Deployment services Both Windows Server and Mac OS X Server offer remote deployment and update services. It isn’t truly possible to compare them because they are aimed at their respective native client platforms. The closest one could get would be to consider the options for deploying a dual-platform Mac client using Apple’s Boot Camp or virtualization tools from Parallels or VMware.
Client management As mentioned earlier, robust client management features are available to both Windows Server and Mac OS X Server. Like deployment services, they are very much specific to their own platforms. Still, Mac OS X’s client management options are significantly easier for new administrators to grasp, and it is often easier to predict how managed preferences will interact with one another than trying to do so for Windows group policies.
Third-party systems and mechanisms for using both Mac OS X Server and Windows Server within a single network — each for managing the preferences of their native clients — do exist. The tools implement managed preferences on Mac OS X clients from Windows Server and Active Directory.

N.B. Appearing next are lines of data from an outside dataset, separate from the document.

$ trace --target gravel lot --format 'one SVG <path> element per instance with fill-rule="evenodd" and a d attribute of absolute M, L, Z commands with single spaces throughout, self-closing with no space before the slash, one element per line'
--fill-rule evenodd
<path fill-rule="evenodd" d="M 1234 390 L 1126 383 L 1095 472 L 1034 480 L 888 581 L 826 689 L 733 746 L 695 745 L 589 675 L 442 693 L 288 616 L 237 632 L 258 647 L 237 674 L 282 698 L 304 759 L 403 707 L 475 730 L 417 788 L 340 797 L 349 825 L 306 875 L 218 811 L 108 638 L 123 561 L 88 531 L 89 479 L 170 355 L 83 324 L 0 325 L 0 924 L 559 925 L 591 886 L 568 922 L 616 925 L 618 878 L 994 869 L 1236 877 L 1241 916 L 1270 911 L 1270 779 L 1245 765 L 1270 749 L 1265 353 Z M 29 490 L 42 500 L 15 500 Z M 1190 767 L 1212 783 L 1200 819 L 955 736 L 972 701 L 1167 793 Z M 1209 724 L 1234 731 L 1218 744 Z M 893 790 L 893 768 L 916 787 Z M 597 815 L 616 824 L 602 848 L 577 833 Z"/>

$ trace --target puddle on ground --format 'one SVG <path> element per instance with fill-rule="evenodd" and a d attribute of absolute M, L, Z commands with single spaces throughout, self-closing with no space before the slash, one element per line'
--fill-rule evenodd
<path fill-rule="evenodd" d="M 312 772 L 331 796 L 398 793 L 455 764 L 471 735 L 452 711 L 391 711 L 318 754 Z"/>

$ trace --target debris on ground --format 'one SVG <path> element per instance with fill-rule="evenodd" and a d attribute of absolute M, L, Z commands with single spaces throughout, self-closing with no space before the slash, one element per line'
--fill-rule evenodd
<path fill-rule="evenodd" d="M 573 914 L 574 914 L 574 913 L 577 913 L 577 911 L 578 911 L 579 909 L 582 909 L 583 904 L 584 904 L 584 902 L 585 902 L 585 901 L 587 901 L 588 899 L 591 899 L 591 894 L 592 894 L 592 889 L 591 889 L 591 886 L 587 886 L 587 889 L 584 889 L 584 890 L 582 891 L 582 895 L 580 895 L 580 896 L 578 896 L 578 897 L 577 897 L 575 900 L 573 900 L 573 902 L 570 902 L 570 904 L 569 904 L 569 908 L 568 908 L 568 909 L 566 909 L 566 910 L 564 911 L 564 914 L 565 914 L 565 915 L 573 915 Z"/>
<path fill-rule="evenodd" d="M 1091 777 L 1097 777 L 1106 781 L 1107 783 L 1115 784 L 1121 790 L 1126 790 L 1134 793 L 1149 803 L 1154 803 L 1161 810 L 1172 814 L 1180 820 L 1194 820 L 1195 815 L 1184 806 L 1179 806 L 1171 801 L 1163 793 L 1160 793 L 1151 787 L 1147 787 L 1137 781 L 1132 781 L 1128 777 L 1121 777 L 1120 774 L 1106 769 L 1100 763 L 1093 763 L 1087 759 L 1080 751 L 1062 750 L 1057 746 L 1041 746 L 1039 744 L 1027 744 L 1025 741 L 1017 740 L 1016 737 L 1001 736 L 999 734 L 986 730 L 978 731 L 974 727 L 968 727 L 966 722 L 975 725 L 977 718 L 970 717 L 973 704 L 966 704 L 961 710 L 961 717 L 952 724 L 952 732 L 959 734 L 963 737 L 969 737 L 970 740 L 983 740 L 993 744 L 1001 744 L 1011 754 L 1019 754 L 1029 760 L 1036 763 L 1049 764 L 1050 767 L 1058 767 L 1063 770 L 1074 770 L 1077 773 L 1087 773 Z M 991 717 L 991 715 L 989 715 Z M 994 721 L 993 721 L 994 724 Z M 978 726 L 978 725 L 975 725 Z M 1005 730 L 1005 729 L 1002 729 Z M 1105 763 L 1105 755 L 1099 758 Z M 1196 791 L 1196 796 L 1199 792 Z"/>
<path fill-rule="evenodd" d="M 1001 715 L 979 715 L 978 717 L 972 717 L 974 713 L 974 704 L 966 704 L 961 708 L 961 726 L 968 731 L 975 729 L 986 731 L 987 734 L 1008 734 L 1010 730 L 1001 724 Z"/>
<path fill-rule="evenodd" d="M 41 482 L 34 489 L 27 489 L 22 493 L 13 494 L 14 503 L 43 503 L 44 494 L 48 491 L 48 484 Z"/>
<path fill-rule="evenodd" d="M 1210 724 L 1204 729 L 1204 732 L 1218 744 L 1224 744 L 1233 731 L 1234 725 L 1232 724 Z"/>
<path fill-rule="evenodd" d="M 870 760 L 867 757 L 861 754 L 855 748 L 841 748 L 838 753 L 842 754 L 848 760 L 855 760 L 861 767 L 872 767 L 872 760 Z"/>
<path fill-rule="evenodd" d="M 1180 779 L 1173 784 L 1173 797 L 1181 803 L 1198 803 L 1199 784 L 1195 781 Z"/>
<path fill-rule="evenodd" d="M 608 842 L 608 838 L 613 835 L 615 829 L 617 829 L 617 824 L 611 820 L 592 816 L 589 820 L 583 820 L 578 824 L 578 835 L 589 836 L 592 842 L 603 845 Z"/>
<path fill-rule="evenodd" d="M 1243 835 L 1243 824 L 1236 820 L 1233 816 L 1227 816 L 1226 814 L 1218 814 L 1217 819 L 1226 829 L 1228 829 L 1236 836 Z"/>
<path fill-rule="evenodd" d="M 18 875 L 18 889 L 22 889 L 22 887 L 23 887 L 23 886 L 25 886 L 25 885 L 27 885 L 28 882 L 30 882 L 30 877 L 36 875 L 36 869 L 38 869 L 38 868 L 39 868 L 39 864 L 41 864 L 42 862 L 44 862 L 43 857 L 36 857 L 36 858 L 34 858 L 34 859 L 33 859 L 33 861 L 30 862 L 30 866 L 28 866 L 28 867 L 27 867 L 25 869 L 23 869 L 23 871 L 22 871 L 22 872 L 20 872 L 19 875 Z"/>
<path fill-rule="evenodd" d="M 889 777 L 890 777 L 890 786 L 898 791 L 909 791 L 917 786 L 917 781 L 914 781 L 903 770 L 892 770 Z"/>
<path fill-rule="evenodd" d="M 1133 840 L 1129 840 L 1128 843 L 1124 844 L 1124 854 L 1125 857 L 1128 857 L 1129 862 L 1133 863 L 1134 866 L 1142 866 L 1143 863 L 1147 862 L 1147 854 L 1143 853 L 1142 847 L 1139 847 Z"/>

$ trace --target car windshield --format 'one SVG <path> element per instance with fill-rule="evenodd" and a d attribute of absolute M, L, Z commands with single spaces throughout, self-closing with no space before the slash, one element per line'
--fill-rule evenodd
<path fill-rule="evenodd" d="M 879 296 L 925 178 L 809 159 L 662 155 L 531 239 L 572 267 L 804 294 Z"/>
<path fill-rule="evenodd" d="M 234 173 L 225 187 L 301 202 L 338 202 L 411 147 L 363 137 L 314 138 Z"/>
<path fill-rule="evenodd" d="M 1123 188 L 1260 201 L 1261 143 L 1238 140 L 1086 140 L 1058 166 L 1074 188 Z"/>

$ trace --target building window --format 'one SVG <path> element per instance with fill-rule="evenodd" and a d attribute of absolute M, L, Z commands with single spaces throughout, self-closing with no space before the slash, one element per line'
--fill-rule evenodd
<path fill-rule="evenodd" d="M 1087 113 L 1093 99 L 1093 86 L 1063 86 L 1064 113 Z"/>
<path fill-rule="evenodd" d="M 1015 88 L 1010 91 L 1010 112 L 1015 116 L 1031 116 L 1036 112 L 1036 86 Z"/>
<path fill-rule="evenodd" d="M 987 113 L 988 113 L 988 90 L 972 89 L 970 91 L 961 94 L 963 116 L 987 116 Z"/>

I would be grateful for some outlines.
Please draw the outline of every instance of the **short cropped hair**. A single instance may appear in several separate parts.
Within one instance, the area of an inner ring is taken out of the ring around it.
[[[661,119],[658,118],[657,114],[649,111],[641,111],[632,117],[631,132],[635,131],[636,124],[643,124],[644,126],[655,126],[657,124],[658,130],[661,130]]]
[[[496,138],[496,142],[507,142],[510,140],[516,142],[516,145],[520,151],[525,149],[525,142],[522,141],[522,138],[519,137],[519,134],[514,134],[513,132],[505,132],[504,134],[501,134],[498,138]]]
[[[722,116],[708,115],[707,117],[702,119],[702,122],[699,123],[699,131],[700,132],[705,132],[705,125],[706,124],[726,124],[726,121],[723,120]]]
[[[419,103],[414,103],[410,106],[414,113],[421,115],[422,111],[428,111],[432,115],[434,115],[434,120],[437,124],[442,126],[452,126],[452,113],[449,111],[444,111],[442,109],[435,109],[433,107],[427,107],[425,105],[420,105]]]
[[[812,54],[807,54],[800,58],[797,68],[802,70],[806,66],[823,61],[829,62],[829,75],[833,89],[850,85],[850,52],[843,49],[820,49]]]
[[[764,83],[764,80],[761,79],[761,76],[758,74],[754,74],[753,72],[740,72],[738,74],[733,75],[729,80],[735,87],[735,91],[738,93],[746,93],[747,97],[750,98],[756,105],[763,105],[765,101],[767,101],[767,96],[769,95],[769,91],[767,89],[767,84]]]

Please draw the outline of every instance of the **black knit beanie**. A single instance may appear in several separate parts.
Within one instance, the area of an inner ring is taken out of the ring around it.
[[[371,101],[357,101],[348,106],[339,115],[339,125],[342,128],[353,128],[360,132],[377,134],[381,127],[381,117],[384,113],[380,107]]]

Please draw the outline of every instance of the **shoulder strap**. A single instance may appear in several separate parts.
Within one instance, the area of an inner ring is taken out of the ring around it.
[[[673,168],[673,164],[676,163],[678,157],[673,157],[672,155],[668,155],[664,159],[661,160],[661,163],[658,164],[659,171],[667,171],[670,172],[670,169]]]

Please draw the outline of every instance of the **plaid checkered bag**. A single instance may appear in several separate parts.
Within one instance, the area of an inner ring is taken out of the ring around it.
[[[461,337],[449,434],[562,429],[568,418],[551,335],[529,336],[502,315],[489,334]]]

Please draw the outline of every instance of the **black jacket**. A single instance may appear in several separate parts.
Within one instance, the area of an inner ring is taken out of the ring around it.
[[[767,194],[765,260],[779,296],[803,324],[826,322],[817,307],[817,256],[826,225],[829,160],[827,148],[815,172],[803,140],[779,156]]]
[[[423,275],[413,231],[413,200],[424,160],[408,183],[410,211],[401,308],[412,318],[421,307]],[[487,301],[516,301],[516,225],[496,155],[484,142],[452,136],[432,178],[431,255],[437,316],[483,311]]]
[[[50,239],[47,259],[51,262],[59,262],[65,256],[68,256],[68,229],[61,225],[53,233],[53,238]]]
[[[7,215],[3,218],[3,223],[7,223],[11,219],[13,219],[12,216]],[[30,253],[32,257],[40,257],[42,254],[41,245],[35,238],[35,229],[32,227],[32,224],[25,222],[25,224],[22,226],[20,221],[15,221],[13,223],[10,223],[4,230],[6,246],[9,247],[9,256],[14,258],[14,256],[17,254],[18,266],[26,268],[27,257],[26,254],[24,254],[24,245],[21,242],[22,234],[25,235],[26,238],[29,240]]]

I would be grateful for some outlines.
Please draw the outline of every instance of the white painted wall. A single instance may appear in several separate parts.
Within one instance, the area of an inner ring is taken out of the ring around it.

At this time, however, there are no comparable offerings for advanced management of Windows clients via Mac OS X Server.
Virtualization As with clustering and storage-area network (SAN) support, Leopard’s support for server virtualization is limited to certain Windows Server Enterprise editions and above. In a change from its previous antivirtualization approach, Apple’s end-user license agreement for Leopard Server does permit virtualization. Since this news is so recent, tools to actually implement virtualization under Leopard Server aren’t yet available. VMware and Parallels have both indicated interest in developing such tools.
Both VMware Fusion and Parallels Desktop can run server and client operating systems, though the current focus of both products has primarily been on virtualizing client systems, including Windows XP and Vista. This means that, at the moment, you can theoretically virtualize one or more instances of Windows Server or any other platform on Mac OS X Server. So there are some significant virtualization possibilities already. In particular, this allows you to have the benefits of Mac OS X Server and Windows Server on one machine, which could be useful if you’re looking to roll out a multiplatform environment.